Domain knowledge can help if you convert it into technical proof. Maksimovic’s marketing background gave her funnel context, user-journey intuition, and stakeholder empathy. She made that background useful by pairing it with SQL and BI projects. Product analytics support, A/B testing, and data modeling came with the role (marketing transition episode at 38:27-41:50, Product Analytics).
For a learning sequence, start with the Analytics Engineering Roadmap and write analytical SQL before anything else. Then explain table grain, model one source-to-mart path, add tests and documentation, and expose the model through BI. After that, handle source changes or metric disputes. Python helps with APIs, orchestration, testing, and glue code. The archive’s analytics-engineering path is still SQL-first rather than Python-first (foundations episode at 30:35-38:35).
Portfolio and Hiring Signals
A strong analytics engineer portfolio should prove that you can make data
reusable, not only visualize it. Good projects model one business domain from
raw source data to a documented mart. They explain entity grain, metric
definitions, and transformation layers. They also show tests and how a BI user
would consume the result. Perez Mola’s role definition and Maksimovic’s dbt
migration story both support that standard
(role episode at 4:05-10:04,
marketing transition episode at 18:34-33:46).
Useful project themes include a campaign reporting mart, a product events
model, a retention or RFM model, and an A/B testing metrics layer.
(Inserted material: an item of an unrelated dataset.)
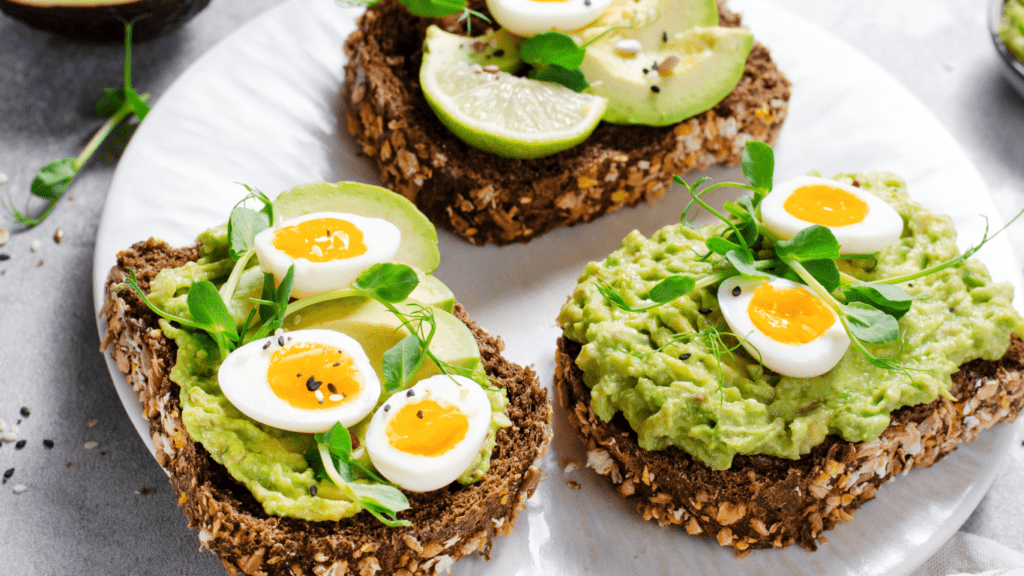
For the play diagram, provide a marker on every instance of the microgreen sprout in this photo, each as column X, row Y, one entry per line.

You can also
show a migration from duplicated dashboard SQL into a tested dbt project.
Show the reasoning behind the model. Explain why the grain is correct, which
assumptions are tested, which metric definition users should trust, and how the
model handles source changes. For more project shapes, use
Analytics Engineering Portfolio Projects.
Hiring managers should see SQL skill and modeling judgment in your resume or project writeup. They should also see BI awareness, tests, documentation, and business context. The DataTalks.Club episodes don’t present the analytics engineer as a tool collector. They present the role as the person who makes analytical data safe enough for other people to build decisions on.